Y es que el sábado  estaba vistiéndome, el día estaba gris y me costaba hasta quitarme la toalla para decidir qué ponerme. Y empecé a darle vueltas al impacto que tiene lo que pasa por dentro y por fuera cuando nos ponemos frente al armario. Y como ésto lo reflejamos en el color con que nos vestimos.
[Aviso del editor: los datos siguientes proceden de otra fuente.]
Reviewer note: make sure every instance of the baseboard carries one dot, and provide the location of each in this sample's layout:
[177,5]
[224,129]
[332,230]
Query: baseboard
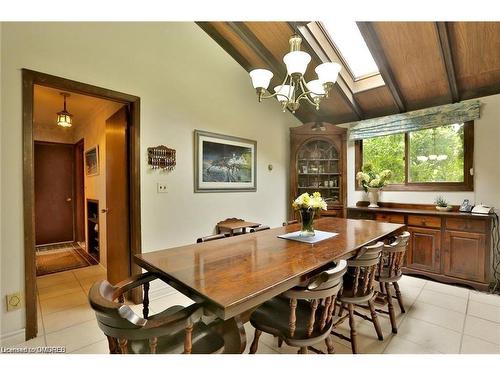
[13,338]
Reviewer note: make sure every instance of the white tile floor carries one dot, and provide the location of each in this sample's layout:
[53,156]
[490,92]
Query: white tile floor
[439,319]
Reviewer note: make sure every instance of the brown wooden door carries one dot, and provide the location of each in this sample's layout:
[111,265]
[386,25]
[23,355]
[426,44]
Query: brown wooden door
[79,201]
[424,249]
[117,203]
[54,179]
[464,255]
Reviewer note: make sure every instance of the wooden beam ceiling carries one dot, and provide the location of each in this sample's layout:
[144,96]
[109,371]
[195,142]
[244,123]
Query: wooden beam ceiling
[378,54]
[422,64]
[444,41]
[315,49]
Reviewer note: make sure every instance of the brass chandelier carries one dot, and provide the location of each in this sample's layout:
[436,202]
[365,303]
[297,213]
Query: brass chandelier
[294,88]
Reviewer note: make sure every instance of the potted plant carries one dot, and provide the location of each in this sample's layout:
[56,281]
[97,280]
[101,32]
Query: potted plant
[308,206]
[372,182]
[442,204]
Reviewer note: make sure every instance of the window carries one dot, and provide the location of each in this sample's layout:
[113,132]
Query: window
[430,159]
[350,44]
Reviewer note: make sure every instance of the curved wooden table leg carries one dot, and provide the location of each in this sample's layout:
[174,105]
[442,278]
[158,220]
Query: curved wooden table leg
[234,335]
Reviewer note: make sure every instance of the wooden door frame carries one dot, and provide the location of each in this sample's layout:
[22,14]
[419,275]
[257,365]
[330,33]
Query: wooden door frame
[29,79]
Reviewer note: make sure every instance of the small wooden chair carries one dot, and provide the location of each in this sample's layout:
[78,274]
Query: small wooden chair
[177,330]
[358,289]
[258,229]
[389,272]
[302,316]
[211,237]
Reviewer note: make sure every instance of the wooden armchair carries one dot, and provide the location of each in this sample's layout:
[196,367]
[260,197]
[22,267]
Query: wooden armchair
[177,330]
[390,272]
[358,290]
[302,316]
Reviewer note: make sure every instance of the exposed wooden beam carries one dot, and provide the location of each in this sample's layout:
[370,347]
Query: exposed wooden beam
[239,28]
[314,47]
[245,34]
[444,41]
[226,46]
[304,114]
[373,43]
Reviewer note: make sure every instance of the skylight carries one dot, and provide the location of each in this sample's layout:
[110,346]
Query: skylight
[351,45]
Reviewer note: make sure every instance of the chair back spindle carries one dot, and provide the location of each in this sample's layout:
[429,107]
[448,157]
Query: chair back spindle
[363,268]
[392,261]
[320,293]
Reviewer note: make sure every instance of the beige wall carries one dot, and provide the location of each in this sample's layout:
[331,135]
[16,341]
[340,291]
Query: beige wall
[52,133]
[186,82]
[486,165]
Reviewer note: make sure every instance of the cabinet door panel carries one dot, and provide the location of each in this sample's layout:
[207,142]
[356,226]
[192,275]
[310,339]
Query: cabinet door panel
[464,255]
[424,249]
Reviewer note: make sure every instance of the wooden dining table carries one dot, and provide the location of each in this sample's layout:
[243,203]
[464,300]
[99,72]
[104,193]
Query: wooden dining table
[234,275]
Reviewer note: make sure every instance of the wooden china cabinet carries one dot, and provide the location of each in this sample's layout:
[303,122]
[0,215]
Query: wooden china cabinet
[318,163]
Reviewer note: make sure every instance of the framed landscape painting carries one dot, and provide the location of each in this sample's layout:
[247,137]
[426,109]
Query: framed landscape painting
[92,161]
[224,163]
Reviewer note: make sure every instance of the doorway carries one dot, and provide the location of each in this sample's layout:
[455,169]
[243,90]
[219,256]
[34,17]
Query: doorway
[129,231]
[59,184]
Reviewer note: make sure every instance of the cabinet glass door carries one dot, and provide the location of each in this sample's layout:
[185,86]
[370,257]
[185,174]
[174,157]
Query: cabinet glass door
[318,170]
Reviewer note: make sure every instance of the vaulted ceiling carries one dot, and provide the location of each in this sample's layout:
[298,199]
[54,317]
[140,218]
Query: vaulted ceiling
[421,64]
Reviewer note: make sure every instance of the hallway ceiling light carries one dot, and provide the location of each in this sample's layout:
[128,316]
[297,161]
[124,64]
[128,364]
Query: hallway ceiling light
[64,118]
[294,88]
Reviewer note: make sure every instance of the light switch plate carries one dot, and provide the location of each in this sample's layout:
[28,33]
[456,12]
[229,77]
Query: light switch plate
[161,187]
[14,301]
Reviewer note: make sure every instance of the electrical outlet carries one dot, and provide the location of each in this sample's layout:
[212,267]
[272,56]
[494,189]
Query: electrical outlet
[14,301]
[161,187]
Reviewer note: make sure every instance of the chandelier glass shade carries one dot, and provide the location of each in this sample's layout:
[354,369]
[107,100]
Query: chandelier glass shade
[294,88]
[64,118]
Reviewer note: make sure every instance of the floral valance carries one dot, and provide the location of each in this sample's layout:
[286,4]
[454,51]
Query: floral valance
[415,120]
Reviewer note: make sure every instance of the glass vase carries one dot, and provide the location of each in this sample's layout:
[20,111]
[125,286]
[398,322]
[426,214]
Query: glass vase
[307,219]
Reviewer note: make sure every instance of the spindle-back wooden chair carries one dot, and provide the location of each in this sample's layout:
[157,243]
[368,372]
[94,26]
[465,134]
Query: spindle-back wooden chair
[302,316]
[390,272]
[178,329]
[358,289]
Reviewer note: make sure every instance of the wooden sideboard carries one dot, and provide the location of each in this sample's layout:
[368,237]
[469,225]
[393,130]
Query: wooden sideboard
[451,247]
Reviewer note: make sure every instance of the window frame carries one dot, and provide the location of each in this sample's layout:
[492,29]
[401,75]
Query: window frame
[466,185]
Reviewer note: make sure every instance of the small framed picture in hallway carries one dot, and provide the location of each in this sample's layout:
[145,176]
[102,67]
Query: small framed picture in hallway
[92,161]
[224,163]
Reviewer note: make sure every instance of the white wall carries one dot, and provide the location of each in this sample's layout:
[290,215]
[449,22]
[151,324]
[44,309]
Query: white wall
[486,166]
[186,82]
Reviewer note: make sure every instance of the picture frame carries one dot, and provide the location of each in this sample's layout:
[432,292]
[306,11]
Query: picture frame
[224,163]
[92,161]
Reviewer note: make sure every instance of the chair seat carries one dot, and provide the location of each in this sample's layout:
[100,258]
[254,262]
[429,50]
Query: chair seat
[273,317]
[348,295]
[385,278]
[204,340]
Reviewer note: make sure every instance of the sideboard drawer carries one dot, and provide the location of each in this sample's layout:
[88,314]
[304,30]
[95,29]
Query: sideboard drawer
[469,225]
[424,221]
[391,218]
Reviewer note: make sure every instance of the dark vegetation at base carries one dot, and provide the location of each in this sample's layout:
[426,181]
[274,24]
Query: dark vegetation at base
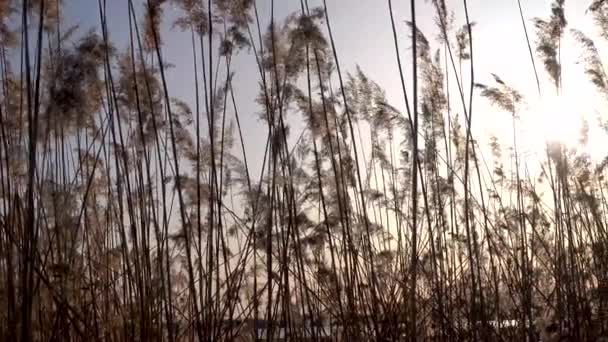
[126,215]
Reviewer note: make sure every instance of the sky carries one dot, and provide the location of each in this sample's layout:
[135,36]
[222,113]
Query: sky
[363,37]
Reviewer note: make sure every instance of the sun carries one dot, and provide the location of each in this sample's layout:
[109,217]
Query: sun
[559,120]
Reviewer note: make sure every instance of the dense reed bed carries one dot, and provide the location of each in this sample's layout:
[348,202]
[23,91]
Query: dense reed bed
[128,213]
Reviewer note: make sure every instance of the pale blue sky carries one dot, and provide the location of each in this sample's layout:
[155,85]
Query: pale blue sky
[363,36]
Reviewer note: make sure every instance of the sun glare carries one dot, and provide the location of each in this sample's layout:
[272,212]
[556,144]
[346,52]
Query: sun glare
[559,120]
[563,119]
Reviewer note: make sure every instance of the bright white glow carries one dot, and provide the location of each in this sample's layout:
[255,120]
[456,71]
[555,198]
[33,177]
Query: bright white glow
[556,119]
[560,119]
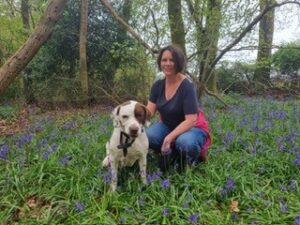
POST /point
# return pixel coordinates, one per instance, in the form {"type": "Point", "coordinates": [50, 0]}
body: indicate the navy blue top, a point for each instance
{"type": "Point", "coordinates": [183, 102]}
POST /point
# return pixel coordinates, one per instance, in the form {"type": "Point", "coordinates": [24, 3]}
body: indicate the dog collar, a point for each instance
{"type": "Point", "coordinates": [125, 144]}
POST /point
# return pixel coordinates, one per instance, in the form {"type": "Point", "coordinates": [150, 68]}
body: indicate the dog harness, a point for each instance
{"type": "Point", "coordinates": [125, 144]}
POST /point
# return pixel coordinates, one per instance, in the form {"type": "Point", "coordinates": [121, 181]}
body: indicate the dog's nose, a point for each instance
{"type": "Point", "coordinates": [133, 130]}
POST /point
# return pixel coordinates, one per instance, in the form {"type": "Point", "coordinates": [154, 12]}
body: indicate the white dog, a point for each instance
{"type": "Point", "coordinates": [129, 142]}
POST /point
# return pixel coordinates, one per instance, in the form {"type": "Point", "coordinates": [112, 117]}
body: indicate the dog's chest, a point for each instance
{"type": "Point", "coordinates": [137, 150]}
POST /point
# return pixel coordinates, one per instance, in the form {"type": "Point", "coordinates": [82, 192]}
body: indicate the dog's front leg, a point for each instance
{"type": "Point", "coordinates": [143, 168]}
{"type": "Point", "coordinates": [114, 176]}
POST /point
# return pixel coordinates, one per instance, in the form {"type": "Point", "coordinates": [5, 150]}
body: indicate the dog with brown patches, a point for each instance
{"type": "Point", "coordinates": [129, 142]}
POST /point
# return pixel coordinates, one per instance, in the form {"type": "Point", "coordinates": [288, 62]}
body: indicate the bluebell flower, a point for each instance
{"type": "Point", "coordinates": [230, 185]}
{"type": "Point", "coordinates": [223, 193]}
{"type": "Point", "coordinates": [24, 139]}
{"type": "Point", "coordinates": [79, 206]}
{"type": "Point", "coordinates": [296, 161]}
{"type": "Point", "coordinates": [70, 125]}
{"type": "Point", "coordinates": [165, 211]}
{"type": "Point", "coordinates": [234, 216]}
{"type": "Point", "coordinates": [283, 205]}
{"type": "Point", "coordinates": [4, 150]}
{"type": "Point", "coordinates": [193, 218]}
{"type": "Point", "coordinates": [154, 176]}
{"type": "Point", "coordinates": [165, 184]}
{"type": "Point", "coordinates": [297, 220]}
{"type": "Point", "coordinates": [185, 205]}
{"type": "Point", "coordinates": [292, 185]}
{"type": "Point", "coordinates": [65, 160]}
{"type": "Point", "coordinates": [141, 202]}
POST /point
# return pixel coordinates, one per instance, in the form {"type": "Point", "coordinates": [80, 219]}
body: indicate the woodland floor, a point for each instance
{"type": "Point", "coordinates": [22, 118]}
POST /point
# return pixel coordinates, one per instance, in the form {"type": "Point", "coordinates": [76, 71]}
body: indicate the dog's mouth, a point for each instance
{"type": "Point", "coordinates": [133, 135]}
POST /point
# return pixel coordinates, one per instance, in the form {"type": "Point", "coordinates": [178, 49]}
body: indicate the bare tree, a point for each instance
{"type": "Point", "coordinates": [266, 31]}
{"type": "Point", "coordinates": [176, 23]}
{"type": "Point", "coordinates": [82, 51]}
{"type": "Point", "coordinates": [14, 65]}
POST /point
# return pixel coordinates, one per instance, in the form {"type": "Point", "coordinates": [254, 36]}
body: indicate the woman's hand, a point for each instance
{"type": "Point", "coordinates": [166, 146]}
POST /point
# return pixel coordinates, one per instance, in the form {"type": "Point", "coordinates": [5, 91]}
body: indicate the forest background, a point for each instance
{"type": "Point", "coordinates": [100, 52]}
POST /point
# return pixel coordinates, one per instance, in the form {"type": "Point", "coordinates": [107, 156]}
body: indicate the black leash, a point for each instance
{"type": "Point", "coordinates": [125, 145]}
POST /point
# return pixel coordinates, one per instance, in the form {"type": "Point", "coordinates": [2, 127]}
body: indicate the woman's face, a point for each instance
{"type": "Point", "coordinates": [167, 64]}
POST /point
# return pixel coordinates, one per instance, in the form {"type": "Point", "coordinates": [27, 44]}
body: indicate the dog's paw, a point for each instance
{"type": "Point", "coordinates": [105, 162]}
{"type": "Point", "coordinates": [143, 187]}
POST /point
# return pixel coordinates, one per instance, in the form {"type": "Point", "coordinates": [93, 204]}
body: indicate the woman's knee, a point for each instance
{"type": "Point", "coordinates": [187, 145]}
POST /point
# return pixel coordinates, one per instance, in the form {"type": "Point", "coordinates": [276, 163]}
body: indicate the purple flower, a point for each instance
{"type": "Point", "coordinates": [51, 149]}
{"type": "Point", "coordinates": [65, 160]}
{"type": "Point", "coordinates": [223, 193]}
{"type": "Point", "coordinates": [292, 185]}
{"type": "Point", "coordinates": [165, 211]}
{"type": "Point", "coordinates": [185, 205]}
{"type": "Point", "coordinates": [283, 205]}
{"type": "Point", "coordinates": [165, 184]}
{"type": "Point", "coordinates": [79, 206]}
{"type": "Point", "coordinates": [230, 185]}
{"type": "Point", "coordinates": [234, 216]}
{"type": "Point", "coordinates": [4, 150]}
{"type": "Point", "coordinates": [141, 202]}
{"type": "Point", "coordinates": [193, 218]}
{"type": "Point", "coordinates": [70, 125]}
{"type": "Point", "coordinates": [154, 176]}
{"type": "Point", "coordinates": [297, 220]}
{"type": "Point", "coordinates": [296, 161]}
{"type": "Point", "coordinates": [24, 139]}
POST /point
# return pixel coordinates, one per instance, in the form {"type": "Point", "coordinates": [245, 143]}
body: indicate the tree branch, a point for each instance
{"type": "Point", "coordinates": [244, 32]}
{"type": "Point", "coordinates": [127, 26]}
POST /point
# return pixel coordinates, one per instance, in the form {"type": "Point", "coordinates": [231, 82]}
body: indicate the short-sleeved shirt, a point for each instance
{"type": "Point", "coordinates": [183, 102]}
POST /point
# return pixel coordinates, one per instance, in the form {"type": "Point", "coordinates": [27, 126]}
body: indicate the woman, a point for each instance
{"type": "Point", "coordinates": [182, 133]}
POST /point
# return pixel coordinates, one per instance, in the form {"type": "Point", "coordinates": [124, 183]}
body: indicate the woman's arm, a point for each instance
{"type": "Point", "coordinates": [188, 123]}
{"type": "Point", "coordinates": [151, 107]}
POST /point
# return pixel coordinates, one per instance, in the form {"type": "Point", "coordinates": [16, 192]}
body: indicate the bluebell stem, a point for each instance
{"type": "Point", "coordinates": [79, 206]}
{"type": "Point", "coordinates": [165, 184]}
{"type": "Point", "coordinates": [4, 150]}
{"type": "Point", "coordinates": [165, 211]}
{"type": "Point", "coordinates": [193, 218]}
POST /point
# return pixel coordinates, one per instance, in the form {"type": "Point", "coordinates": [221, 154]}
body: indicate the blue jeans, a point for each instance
{"type": "Point", "coordinates": [186, 146]}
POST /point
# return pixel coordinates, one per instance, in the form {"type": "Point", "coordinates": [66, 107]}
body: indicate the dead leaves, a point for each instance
{"type": "Point", "coordinates": [34, 207]}
{"type": "Point", "coordinates": [234, 206]}
{"type": "Point", "coordinates": [11, 127]}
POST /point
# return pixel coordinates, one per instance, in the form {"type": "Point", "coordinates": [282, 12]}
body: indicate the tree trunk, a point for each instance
{"type": "Point", "coordinates": [176, 23]}
{"type": "Point", "coordinates": [25, 14]}
{"type": "Point", "coordinates": [266, 31]}
{"type": "Point", "coordinates": [82, 51]}
{"type": "Point", "coordinates": [26, 82]}
{"type": "Point", "coordinates": [10, 70]}
{"type": "Point", "coordinates": [209, 45]}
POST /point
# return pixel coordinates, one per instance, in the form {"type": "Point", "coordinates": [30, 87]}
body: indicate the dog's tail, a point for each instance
{"type": "Point", "coordinates": [106, 160]}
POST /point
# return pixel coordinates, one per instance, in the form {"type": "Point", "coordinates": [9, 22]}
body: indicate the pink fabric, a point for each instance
{"type": "Point", "coordinates": [203, 124]}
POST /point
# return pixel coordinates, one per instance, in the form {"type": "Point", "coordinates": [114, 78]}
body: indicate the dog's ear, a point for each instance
{"type": "Point", "coordinates": [146, 114]}
{"type": "Point", "coordinates": [115, 115]}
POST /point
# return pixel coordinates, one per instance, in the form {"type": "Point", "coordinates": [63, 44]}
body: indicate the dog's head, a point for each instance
{"type": "Point", "coordinates": [131, 116]}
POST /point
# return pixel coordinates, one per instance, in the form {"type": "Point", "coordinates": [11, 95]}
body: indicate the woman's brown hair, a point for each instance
{"type": "Point", "coordinates": [178, 57]}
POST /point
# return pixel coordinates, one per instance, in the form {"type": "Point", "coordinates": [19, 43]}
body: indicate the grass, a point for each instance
{"type": "Point", "coordinates": [51, 173]}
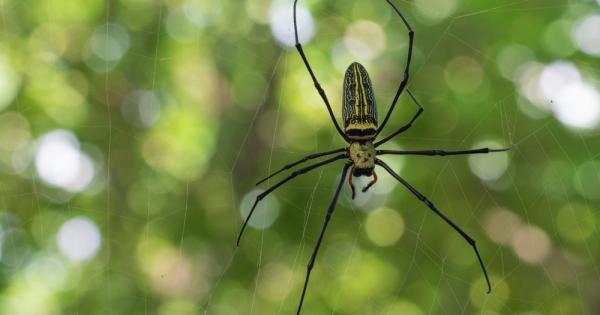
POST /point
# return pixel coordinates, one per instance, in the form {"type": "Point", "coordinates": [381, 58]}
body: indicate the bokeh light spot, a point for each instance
{"type": "Point", "coordinates": [578, 105]}
{"type": "Point", "coordinates": [60, 163]}
{"type": "Point", "coordinates": [384, 226]}
{"type": "Point", "coordinates": [266, 211]}
{"type": "Point", "coordinates": [282, 27]}
{"type": "Point", "coordinates": [78, 239]}
{"type": "Point", "coordinates": [531, 244]}
{"type": "Point", "coordinates": [489, 167]}
{"type": "Point", "coordinates": [110, 42]}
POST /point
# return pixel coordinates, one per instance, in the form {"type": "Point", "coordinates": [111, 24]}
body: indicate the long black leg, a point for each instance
{"type": "Point", "coordinates": [304, 159]}
{"type": "Point", "coordinates": [411, 36]}
{"type": "Point", "coordinates": [268, 191]}
{"type": "Point", "coordinates": [313, 257]}
{"type": "Point", "coordinates": [405, 127]}
{"type": "Point", "coordinates": [440, 214]}
{"type": "Point", "coordinates": [441, 152]}
{"type": "Point", "coordinates": [312, 75]}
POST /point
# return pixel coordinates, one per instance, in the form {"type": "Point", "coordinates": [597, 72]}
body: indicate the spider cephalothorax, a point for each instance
{"type": "Point", "coordinates": [359, 113]}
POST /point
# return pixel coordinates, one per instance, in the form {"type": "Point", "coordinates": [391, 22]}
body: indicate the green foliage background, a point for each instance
{"type": "Point", "coordinates": [223, 103]}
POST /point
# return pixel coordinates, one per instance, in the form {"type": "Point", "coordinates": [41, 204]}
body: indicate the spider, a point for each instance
{"type": "Point", "coordinates": [359, 114]}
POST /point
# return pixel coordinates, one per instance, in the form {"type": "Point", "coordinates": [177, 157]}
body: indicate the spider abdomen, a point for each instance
{"type": "Point", "coordinates": [362, 155]}
{"type": "Point", "coordinates": [358, 105]}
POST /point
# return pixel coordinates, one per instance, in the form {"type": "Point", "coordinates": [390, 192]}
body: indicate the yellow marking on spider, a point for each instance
{"type": "Point", "coordinates": [356, 109]}
{"type": "Point", "coordinates": [364, 96]}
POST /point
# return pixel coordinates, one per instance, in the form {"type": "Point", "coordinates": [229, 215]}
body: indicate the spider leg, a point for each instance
{"type": "Point", "coordinates": [313, 257]}
{"type": "Point", "coordinates": [304, 159]}
{"type": "Point", "coordinates": [441, 152]}
{"type": "Point", "coordinates": [351, 185]}
{"type": "Point", "coordinates": [270, 189]}
{"type": "Point", "coordinates": [314, 78]}
{"type": "Point", "coordinates": [371, 183]}
{"type": "Point", "coordinates": [441, 215]}
{"type": "Point", "coordinates": [405, 127]}
{"type": "Point", "coordinates": [404, 81]}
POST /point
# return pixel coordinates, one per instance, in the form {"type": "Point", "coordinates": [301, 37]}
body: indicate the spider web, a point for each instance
{"type": "Point", "coordinates": [450, 288]}
{"type": "Point", "coordinates": [433, 269]}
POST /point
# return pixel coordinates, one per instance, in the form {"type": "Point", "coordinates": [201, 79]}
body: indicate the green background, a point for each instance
{"type": "Point", "coordinates": [132, 133]}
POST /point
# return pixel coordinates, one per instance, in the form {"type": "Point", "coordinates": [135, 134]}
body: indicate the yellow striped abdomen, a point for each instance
{"type": "Point", "coordinates": [358, 105]}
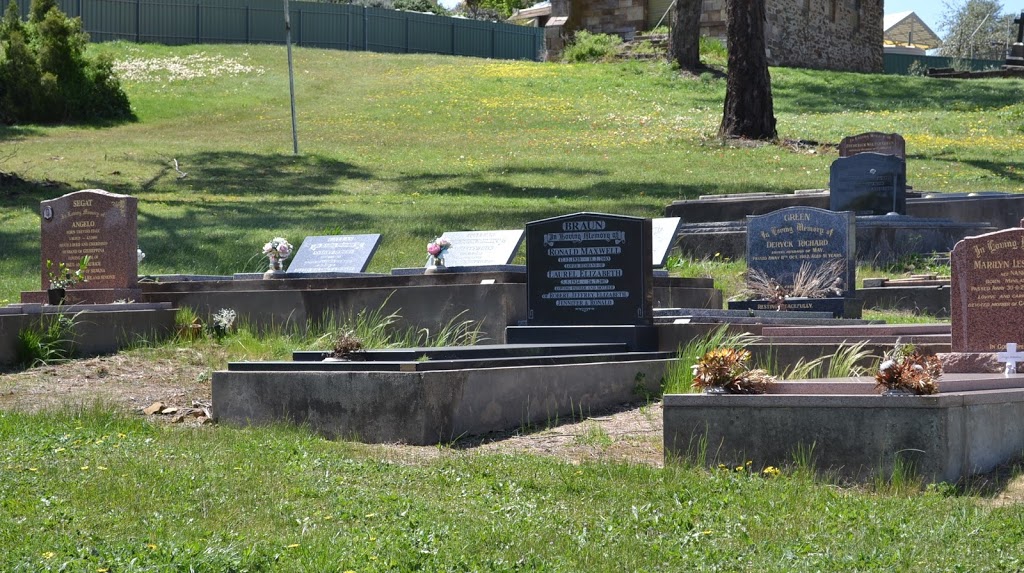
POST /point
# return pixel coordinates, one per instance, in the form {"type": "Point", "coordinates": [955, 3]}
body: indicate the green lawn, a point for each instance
{"type": "Point", "coordinates": [96, 492]}
{"type": "Point", "coordinates": [409, 146]}
{"type": "Point", "coordinates": [412, 145]}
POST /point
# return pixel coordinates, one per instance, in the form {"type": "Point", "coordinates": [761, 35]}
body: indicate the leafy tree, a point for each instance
{"type": "Point", "coordinates": [419, 6]}
{"type": "Point", "coordinates": [491, 9]}
{"type": "Point", "coordinates": [976, 29]}
{"type": "Point", "coordinates": [45, 76]}
{"type": "Point", "coordinates": [684, 41]}
{"type": "Point", "coordinates": [749, 112]}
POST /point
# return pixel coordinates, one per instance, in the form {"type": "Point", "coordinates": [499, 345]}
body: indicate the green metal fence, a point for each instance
{"type": "Point", "coordinates": [900, 63]}
{"type": "Point", "coordinates": [343, 27]}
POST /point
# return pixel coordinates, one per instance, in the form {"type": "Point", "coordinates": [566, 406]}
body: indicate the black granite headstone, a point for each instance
{"type": "Point", "coordinates": [589, 268]}
{"type": "Point", "coordinates": [338, 253]}
{"type": "Point", "coordinates": [777, 244]}
{"type": "Point", "coordinates": [868, 184]}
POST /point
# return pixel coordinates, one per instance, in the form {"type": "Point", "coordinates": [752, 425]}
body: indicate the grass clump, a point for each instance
{"type": "Point", "coordinates": [49, 342]}
{"type": "Point", "coordinates": [587, 46]}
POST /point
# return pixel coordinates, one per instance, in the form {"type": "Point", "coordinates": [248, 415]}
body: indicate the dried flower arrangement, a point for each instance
{"type": "Point", "coordinates": [811, 280]}
{"type": "Point", "coordinates": [725, 369]}
{"type": "Point", "coordinates": [904, 370]}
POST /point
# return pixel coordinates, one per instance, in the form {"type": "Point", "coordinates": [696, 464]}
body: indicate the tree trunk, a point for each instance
{"type": "Point", "coordinates": [749, 112]}
{"type": "Point", "coordinates": [684, 42]}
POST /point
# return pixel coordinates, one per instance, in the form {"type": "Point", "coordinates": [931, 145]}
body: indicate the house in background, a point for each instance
{"type": "Point", "coordinates": [904, 33]}
{"type": "Point", "coordinates": [842, 35]}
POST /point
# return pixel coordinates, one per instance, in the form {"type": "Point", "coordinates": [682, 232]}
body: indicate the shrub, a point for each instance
{"type": "Point", "coordinates": [592, 47]}
{"type": "Point", "coordinates": [419, 6]}
{"type": "Point", "coordinates": [44, 73]}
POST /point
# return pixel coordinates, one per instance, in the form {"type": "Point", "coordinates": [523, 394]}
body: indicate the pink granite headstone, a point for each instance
{"type": "Point", "coordinates": [987, 292]}
{"type": "Point", "coordinates": [96, 223]}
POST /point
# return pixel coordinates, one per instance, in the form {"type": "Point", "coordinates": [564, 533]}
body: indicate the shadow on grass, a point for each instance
{"type": "Point", "coordinates": [238, 173]}
{"type": "Point", "coordinates": [803, 91]}
{"type": "Point", "coordinates": [15, 133]}
{"type": "Point", "coordinates": [1013, 171]}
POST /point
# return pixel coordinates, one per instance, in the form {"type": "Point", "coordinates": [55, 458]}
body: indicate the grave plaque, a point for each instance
{"type": "Point", "coordinates": [589, 268]}
{"type": "Point", "coordinates": [873, 142]}
{"type": "Point", "coordinates": [664, 233]}
{"type": "Point", "coordinates": [471, 249]}
{"type": "Point", "coordinates": [868, 184]}
{"type": "Point", "coordinates": [96, 223]}
{"type": "Point", "coordinates": [777, 244]}
{"type": "Point", "coordinates": [337, 253]}
{"type": "Point", "coordinates": [987, 292]}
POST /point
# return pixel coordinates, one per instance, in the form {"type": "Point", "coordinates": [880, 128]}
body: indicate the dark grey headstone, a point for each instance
{"type": "Point", "coordinates": [868, 184]}
{"type": "Point", "coordinates": [873, 142]}
{"type": "Point", "coordinates": [336, 253]}
{"type": "Point", "coordinates": [777, 244]}
{"type": "Point", "coordinates": [478, 249]}
{"type": "Point", "coordinates": [665, 231]}
{"type": "Point", "coordinates": [589, 268]}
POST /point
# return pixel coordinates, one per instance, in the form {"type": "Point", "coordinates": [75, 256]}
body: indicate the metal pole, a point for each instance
{"type": "Point", "coordinates": [291, 79]}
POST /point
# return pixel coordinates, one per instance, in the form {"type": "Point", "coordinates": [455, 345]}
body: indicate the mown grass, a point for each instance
{"type": "Point", "coordinates": [412, 145]}
{"type": "Point", "coordinates": [93, 491]}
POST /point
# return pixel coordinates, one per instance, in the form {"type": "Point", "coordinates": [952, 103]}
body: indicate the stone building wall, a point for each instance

Y no quiero centrarme en generalizaciones como que el rojo nos sube el estado de ánimo o que el negro nos hace parecer más serios. Porque esto es como decir que todos los del sur bailan sevillanas o que los catalanes son unos cerrados. Las generalizaciones simplifican y hacen las cosas más sencillas, pero entre el blanco y el negro hay una amplia gama de grises. Y con el gris vamos a quedarnos hoy.

Solo para hacer una pequeña introducción hay tres colores básicos: magenta, amarillo y cián (azul) y partir de éstos tres, más el blanco, que es la ausencia de color, se crean todos los demás. El gris, por tanto, parte de la la gama de los azules.

El gris tiene muchos significados, dependiente del tono e intensidad. Le  acompañan adjetivos como conservador y reflexivo, pero también exactitud, elegancia, fantasía, concentración y armonía.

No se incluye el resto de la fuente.